Modi dropped five ministers of state for poor performance, and shifted the low-profile Sadananda Gowda from Law and gave it to Ravi Shankar Prasad. But why was Jayant Sinha, who was quite an effective and capable understudy to Arun Jaitley, moved out of Finance? Because his father, Yashwant Sinha, continues to be highly critical of the Modi government? Yashwant Sinha lambasted the recent failed effort to join the NSG saying it should never have been attempted.

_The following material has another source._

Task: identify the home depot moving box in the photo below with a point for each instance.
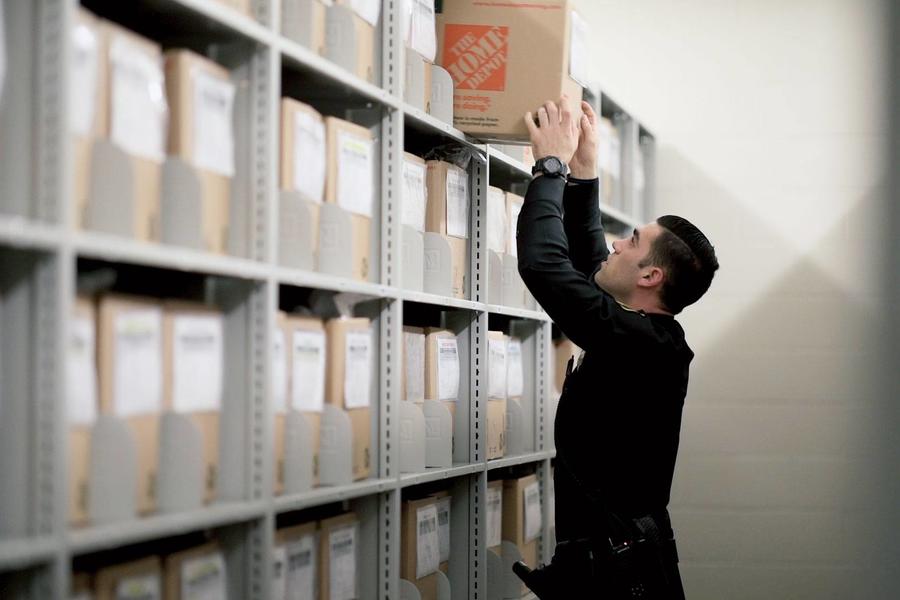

The reshuffle may also be an indication of the BJP’s strategy for the elections in the important state of Uttar Pradesh. The picking of Anupriya Patel, of Apna Dal, which has pockets of support in UP, is seen as a way to counter the Samajwadi Party’s wooing of Beni Prasad Verma, a Kurmi. The Kurmis form a significant OBC presence in UP. Anupriya’s selection may also have a negative impact on Smriti Irani’s prospects, as she was widely believed to be the one to spearhead the Uttar Pradesh campaign. Young and polished, Anupriya, who studied in Delhi’s Lady Shri Ram College, is also foreseen to be an effective counter to Priyanka Vadra in case the Congress deploys the latter for the UP election campaign.
Several representatives from forward castes, including Mahendra Nath Pandey from UP, Anil Madhav Dave from Madhya Pradesh, Vijay Goel from Delhi, Rajen Gohain from Assam, and Parshottam Rupala and Mansukh Mandaviya from Gujarat, have joined the government. Rupala was a strong contender for the post of Gujarat chief minister and is a Modi loyalist. Both he and Mandaviya are Patidar Patels.
The minister for tribal affairs before the reshuffle, Mansukh Vasava, from Gujarat, has not taken kindly to being dropped. He criticized the decision and said he had faced a hostile environment while attempting to bring transparency to the working of the ministry, and also lashed out at the Gujarat government for inaction with regard to the welfare of Tribals. Another minister from Gujarat, Mohanbhai Kundaria, who was also dropped, said he had accepted the party’s decision.
In the Ministry of External Affairs, well-known journalist and politico M. J. Akbar joins V.K. Singh, who has been relieved of the independent charge of the Ministry for Statistics and Programme Implementation, as one of the two ministers of state.
All this still leaves several questions unanswered. With the reshuffle being done along the same old lines of caste equations, with an eye on the UP elections this time around, Modi has lost an important opportunity to send a strong message to the rest of the country about his priorities. All of his ministers of state who made divisive, communal speeches, such as Giriraj Kishore, Mahesh Sharma, Sanjeev Baliyan and Niranjan Joshi, have not been touched. The one ministry that has the biggest implication in giving power to the people, Panchayati Raj, has been diminished, with its budget cut from 7000 crores to a mere 96 crores, and has been made totally subservient to the Ministry of Rural Development. This is the unkindest cut of all, a knife to the heart of the principle of governance by the people, of the people, for the people.
The portent for the common man is clear. Despite the reshuffling of his cards, the PM does not have any major changes for the better in the offing. It will be business as usual for the government, as Modi goes globe-trotting to sell India’s land, water and markets and he and his ministers squander both time and the nation’s money.